Plot Complexity and the Value of Regularity

A fine Minnesota writer, William Kent Krueger, plans his mystery novels out in detail, I’m told.  He is well known for going to a diner each morning and writing.  His stories are detailed and coherent, and his prose is clear and finely balanced.  His Ordinary Grace won the 2014 Edgar for best novel.  Clearly, he knows what he’s doing.

Kent Krueger was one of the founders of one of my Minneapolis critique groups, Crème de la Crime, although he has left the group under the pressure of success.
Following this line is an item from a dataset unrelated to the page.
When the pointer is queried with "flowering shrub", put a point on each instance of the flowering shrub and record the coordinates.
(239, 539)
One of my several conceits when I began writing seriously several years ago was that writing is an organic process.  We plant the seed of a character, and the character grows through the story.  The story must have an arc, and main characters must grow through the arc. Ahem. Like many of the other conceits, that one is true but not sufficient to justify waiting for inspiration to carry me away on its gassy clouds.

I’m not a person who thrives on having a regular schedule.  I feel guilty about that in a number of areas of my life, but I always have excuses: those immediate quotidian issues and tasks … groceries, dentist, car service, getting the books back to the library … seem to jump in front of writing.

I mention all of this because I am realizing how important regular writing is.  The more complicated the story, the more important regularity becomes.  In my third novel, of which I’ve drafted perhaps a third, the plot has, as they say in the bi’ness world, a lot of moving parts. If I were clever like Krueger, I’d be writing every day, which would keep the plot details in my head at all times and prevent the egregious plot mistakes I’m trying to backflush.

Too late for a true New Year’s resolution, but I hereby resolve to write on a more regular schedule.

1 thought on “Plot Complexity and the Value of Regularity

  1. I applaud your new resolution. If I sat down to write every morning, I would never do anything else. That doesn’t mean I would write tremendous amounts of material, though. I can edit a piece to death and then go back to the original.